The bottleneck turned out to be Compliance Check, with a peak queue depth of 24. It makes sense if you think about it: every single paper needs individual screening before anything else can happen. It's the narrowest throughput point even though it only filters a small percentage. Once papers clear compliance, the pipeline opens up and stages like Bidding & Assignment can handle much higher volumes.


The rebuttal as a transform, not a filter

One modeling choice that felt right: the Author Rebuttal & Discussion stage is a transform, not a filter. Papers don't get eliminated during rebuttal. They get transformed. Reviews get updated, opinions shift, misunderstandings get cleared up.

The handbook actually describes a three-phase discussion period: first authors view reviews and create an initial response (reviewers can't see it yet), then a rolling discussion opens between authors, reviewers, and ACs, then finally a reviewer/AC-only discussion phase where authors can no longer see the thread. It's more nuanced than "authors write a rebuttal." Our simulation collapses all three phases into one transform stage, but the spirit is there: 949 papers entered rebuttal, 949 papers left rebuttal. Nothing filtered, everything changed.


What's not captured

A few things the model can't represent:

The AC stage is more fluid than a single sequential block. ACs write initial meta-reviews before author responses begin, then revise them after discussion. In our model, ACs sit after rebuttal as a single stage. The real process is more of an ongoing involvement throughout.
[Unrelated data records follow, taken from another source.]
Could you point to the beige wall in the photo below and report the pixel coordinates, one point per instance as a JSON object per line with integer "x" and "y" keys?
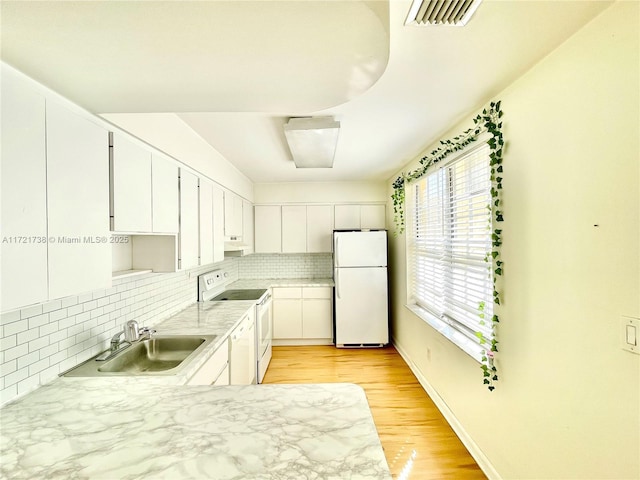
{"x": 568, "y": 401}
{"x": 320, "y": 192}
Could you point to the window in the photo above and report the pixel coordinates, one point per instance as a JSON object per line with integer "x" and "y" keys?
{"x": 450, "y": 283}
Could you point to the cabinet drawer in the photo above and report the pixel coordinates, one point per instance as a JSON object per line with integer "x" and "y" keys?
{"x": 316, "y": 292}
{"x": 287, "y": 292}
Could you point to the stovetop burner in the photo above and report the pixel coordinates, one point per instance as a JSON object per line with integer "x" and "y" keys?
{"x": 250, "y": 294}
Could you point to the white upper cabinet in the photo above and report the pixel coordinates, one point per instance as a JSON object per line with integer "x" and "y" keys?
{"x": 188, "y": 244}
{"x": 165, "y": 196}
{"x": 233, "y": 219}
{"x": 24, "y": 190}
{"x": 144, "y": 189}
{"x": 373, "y": 217}
{"x": 248, "y": 229}
{"x": 347, "y": 216}
{"x": 206, "y": 222}
{"x": 268, "y": 229}
{"x": 218, "y": 224}
{"x": 319, "y": 228}
{"x": 359, "y": 216}
{"x": 77, "y": 203}
{"x": 294, "y": 228}
{"x": 130, "y": 166}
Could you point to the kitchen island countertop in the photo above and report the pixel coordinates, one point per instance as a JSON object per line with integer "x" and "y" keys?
{"x": 157, "y": 427}
{"x": 118, "y": 428}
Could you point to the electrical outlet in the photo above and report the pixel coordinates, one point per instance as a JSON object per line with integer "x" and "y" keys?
{"x": 630, "y": 334}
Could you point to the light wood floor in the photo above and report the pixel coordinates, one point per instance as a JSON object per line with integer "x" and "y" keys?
{"x": 417, "y": 441}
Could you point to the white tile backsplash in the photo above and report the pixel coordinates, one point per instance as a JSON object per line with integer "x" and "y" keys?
{"x": 40, "y": 341}
{"x": 275, "y": 265}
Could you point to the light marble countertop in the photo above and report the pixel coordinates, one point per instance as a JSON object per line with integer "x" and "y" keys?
{"x": 98, "y": 429}
{"x": 157, "y": 427}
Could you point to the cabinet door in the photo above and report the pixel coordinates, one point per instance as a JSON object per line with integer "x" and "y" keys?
{"x": 206, "y": 221}
{"x": 24, "y": 189}
{"x": 347, "y": 217}
{"x": 287, "y": 318}
{"x": 294, "y": 229}
{"x": 268, "y": 231}
{"x": 165, "y": 196}
{"x": 317, "y": 317}
{"x": 77, "y": 202}
{"x": 372, "y": 216}
{"x": 218, "y": 224}
{"x": 130, "y": 166}
{"x": 319, "y": 228}
{"x": 248, "y": 226}
{"x": 188, "y": 243}
{"x": 232, "y": 215}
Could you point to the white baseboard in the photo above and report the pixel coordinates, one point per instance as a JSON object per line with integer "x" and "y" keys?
{"x": 481, "y": 459}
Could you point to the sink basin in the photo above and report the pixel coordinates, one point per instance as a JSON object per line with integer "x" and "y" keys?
{"x": 153, "y": 355}
{"x": 159, "y": 355}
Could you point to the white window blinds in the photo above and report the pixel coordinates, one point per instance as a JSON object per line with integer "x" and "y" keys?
{"x": 448, "y": 240}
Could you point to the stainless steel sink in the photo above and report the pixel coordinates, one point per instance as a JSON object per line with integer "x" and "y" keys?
{"x": 159, "y": 355}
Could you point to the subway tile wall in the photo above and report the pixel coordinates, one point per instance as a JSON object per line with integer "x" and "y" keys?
{"x": 275, "y": 265}
{"x": 40, "y": 341}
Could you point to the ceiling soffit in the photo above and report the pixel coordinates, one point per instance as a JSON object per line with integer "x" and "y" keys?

We also don't capture the responsible reviewing policy: reviewer-authors who don't submit reviews on time lose access to their own paper's reviews. Or the desk rejection sanction for grossly negligent AC-authors. These are feedback loops and incentive structures that shape behavior in real ways but don't fit neatly into a flow diagram.

The 2026 LLM experiment is another layer we can't model. NeurIPS is running a controlled experiment where reviewers get sanctioned LLM access for some papers but not others. That creates a split in the reviewing pathway that our model treats as uniform.


The 75% question

The biggest modeling assumption is that 75% rejection rate at final decision. NeurIPS doesn't publish exact stage-by-stage attrition numbers. We backed into it from the overall acceptance rate (25%) minus the small compliance filter (5% of submissions).
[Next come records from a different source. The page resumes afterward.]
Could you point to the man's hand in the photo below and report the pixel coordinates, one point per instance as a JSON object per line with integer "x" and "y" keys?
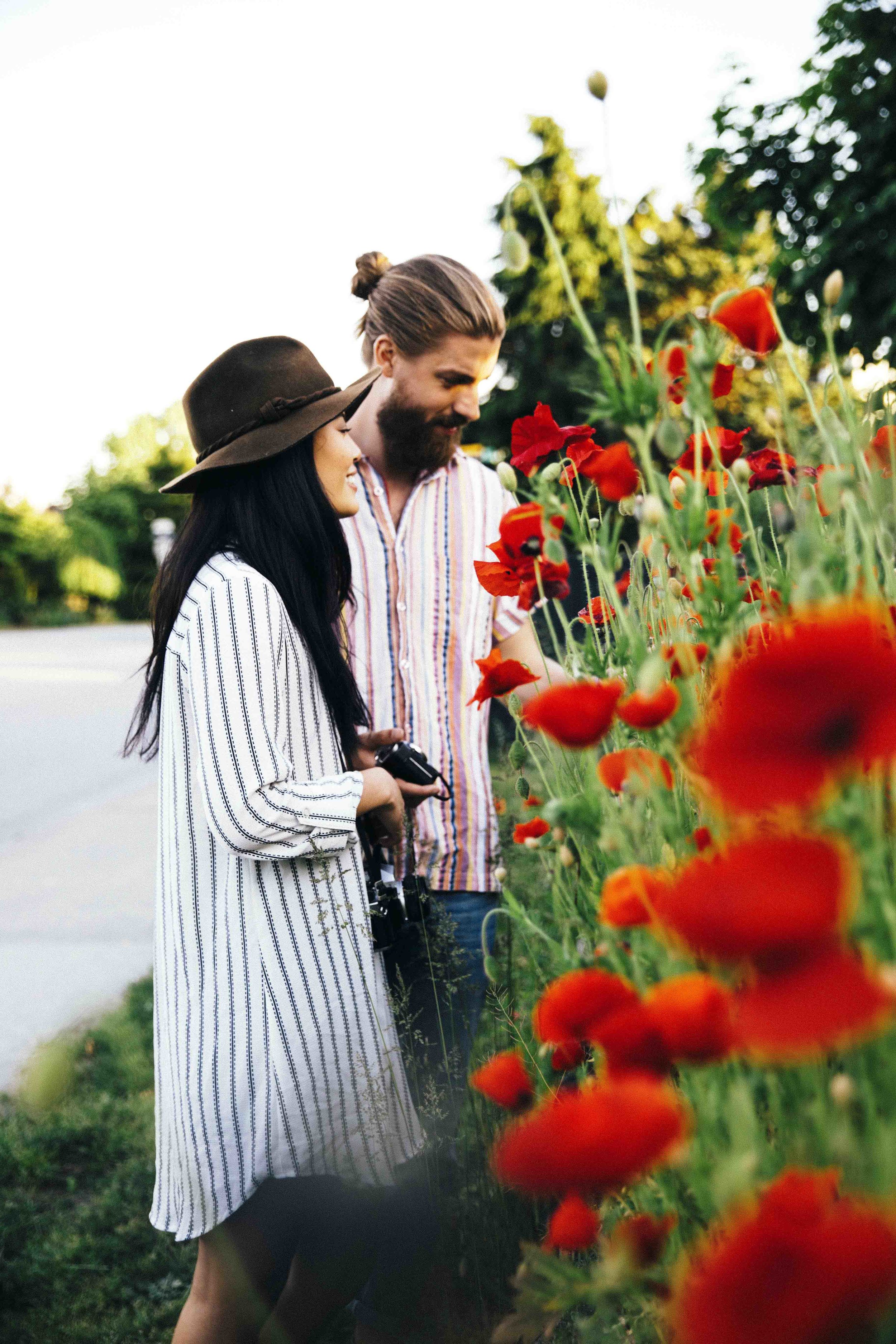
{"x": 524, "y": 648}
{"x": 368, "y": 744}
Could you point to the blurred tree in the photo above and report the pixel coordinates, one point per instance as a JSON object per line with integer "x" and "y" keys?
{"x": 679, "y": 264}
{"x": 109, "y": 514}
{"x": 824, "y": 166}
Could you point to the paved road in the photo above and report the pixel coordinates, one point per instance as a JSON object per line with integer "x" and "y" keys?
{"x": 77, "y": 831}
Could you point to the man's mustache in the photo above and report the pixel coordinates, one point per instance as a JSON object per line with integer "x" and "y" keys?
{"x": 453, "y": 421}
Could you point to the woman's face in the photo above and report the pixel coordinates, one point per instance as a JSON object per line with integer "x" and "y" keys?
{"x": 335, "y": 457}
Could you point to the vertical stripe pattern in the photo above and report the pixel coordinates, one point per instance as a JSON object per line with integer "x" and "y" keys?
{"x": 421, "y": 619}
{"x": 276, "y": 1049}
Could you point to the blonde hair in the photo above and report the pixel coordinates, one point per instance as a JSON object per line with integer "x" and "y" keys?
{"x": 421, "y": 301}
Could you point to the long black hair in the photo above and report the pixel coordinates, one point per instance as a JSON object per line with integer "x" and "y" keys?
{"x": 275, "y": 516}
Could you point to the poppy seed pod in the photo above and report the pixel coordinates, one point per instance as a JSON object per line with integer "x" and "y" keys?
{"x": 515, "y": 252}
{"x": 507, "y": 476}
{"x": 833, "y": 290}
{"x": 652, "y": 511}
{"x": 598, "y": 85}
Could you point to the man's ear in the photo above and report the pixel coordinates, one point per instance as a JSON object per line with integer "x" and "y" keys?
{"x": 385, "y": 355}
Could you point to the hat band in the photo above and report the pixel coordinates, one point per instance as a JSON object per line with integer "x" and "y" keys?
{"x": 275, "y": 410}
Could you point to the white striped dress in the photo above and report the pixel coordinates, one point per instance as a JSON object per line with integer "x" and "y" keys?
{"x": 276, "y": 1049}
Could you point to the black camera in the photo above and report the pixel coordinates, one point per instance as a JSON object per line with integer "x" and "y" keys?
{"x": 405, "y": 761}
{"x": 393, "y": 902}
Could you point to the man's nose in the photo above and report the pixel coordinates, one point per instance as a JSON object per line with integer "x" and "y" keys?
{"x": 467, "y": 404}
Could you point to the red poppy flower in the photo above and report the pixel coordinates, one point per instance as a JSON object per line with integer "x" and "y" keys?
{"x": 643, "y": 710}
{"x": 723, "y": 378}
{"x": 719, "y": 525}
{"x": 828, "y": 1000}
{"x": 773, "y": 467}
{"x": 637, "y": 765}
{"x": 574, "y": 1226}
{"x": 720, "y": 445}
{"x": 533, "y": 830}
{"x": 535, "y": 437}
{"x": 593, "y": 1140}
{"x": 799, "y": 1267}
{"x": 522, "y": 533}
{"x": 641, "y": 1238}
{"x": 816, "y": 699}
{"x": 504, "y": 1080}
{"x": 553, "y": 584}
{"x": 500, "y": 677}
{"x": 613, "y": 472}
{"x": 597, "y": 612}
{"x": 883, "y": 445}
{"x": 684, "y": 659}
{"x": 762, "y": 898}
{"x": 749, "y": 318}
{"x": 569, "y": 1055}
{"x": 686, "y": 1019}
{"x": 626, "y": 896}
{"x": 714, "y": 483}
{"x": 576, "y": 715}
{"x": 576, "y": 1003}
{"x": 702, "y": 839}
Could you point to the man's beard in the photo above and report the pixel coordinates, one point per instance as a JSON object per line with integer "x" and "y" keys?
{"x": 414, "y": 445}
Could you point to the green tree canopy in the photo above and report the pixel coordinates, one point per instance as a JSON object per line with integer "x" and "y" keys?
{"x": 824, "y": 166}
{"x": 679, "y": 264}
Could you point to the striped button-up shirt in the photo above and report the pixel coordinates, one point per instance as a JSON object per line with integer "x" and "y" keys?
{"x": 420, "y": 621}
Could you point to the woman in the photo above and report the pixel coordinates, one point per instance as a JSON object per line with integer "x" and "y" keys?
{"x": 280, "y": 1089}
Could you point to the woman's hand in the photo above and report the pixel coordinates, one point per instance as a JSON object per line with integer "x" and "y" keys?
{"x": 364, "y": 760}
{"x": 383, "y": 806}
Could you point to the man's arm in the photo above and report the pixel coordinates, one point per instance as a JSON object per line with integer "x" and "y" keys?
{"x": 524, "y": 648}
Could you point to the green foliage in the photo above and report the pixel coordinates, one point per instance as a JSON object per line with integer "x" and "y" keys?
{"x": 823, "y": 165}
{"x": 93, "y": 556}
{"x": 679, "y": 265}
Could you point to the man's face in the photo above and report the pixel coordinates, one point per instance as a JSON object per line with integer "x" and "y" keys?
{"x": 430, "y": 400}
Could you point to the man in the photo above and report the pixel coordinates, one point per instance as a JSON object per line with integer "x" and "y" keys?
{"x": 421, "y": 620}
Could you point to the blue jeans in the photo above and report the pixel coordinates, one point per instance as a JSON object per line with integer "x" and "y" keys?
{"x": 438, "y": 984}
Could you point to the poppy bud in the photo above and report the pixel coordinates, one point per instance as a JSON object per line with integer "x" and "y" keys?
{"x": 677, "y": 486}
{"x": 507, "y": 476}
{"x": 515, "y": 252}
{"x": 671, "y": 439}
{"x": 843, "y": 1089}
{"x": 598, "y": 85}
{"x": 652, "y": 511}
{"x": 833, "y": 290}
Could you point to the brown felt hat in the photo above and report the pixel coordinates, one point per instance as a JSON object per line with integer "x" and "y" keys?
{"x": 256, "y": 401}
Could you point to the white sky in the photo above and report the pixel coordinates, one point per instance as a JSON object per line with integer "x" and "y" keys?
{"x": 179, "y": 177}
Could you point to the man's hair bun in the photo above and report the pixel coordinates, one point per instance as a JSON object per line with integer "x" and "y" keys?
{"x": 371, "y": 268}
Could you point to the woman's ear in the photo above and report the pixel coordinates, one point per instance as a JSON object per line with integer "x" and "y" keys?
{"x": 385, "y": 355}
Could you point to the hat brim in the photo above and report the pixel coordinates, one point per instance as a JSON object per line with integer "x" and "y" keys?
{"x": 269, "y": 440}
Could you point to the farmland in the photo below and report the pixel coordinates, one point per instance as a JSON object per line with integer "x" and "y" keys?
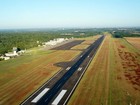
{"x": 113, "y": 77}
{"x": 134, "y": 41}
{"x": 21, "y": 76}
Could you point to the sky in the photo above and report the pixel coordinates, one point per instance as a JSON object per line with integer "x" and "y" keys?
{"x": 69, "y": 13}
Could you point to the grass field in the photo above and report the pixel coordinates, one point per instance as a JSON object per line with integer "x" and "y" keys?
{"x": 88, "y": 41}
{"x": 134, "y": 41}
{"x": 21, "y": 76}
{"x": 113, "y": 77}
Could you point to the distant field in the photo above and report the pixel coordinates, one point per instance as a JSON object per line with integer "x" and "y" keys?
{"x": 134, "y": 41}
{"x": 21, "y": 76}
{"x": 113, "y": 77}
{"x": 88, "y": 41}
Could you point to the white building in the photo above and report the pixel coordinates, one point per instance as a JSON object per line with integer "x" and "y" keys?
{"x": 55, "y": 41}
{"x": 5, "y": 58}
{"x": 11, "y": 54}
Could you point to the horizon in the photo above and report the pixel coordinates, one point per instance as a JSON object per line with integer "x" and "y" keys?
{"x": 69, "y": 14}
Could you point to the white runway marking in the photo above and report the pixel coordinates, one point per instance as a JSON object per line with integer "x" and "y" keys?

In the simulation, Final Decision received 949 papers from SACs, passed 242, and filtered 707. Whether the real filtering is that sharp at the end, or whether it's more distributed (some papers effectively "decided" during reviewing, others truly borderline until the AC/SAC calibration meeting), we can't say from the handbook alone.

It's probably more gradient than cliff. But the simulation needed a number, and the math works out to land at 242 accepted.


Try it yourself

The interactive simulation is on Chinilla. You can adjust the number of papers, tweak filter rates, change stage durations, and watch the pipeline respond in real time. It's not a prediction engine. It's a thinking tool.

What we found most useful wasn't the final numbers but the act of mapping it out. Reading a 500-line handbook gives you policy knowledge. Modeling it as a flow gives you structural intuition. They're different things. One tells you what happens. The other helps you feel where the pressure builds.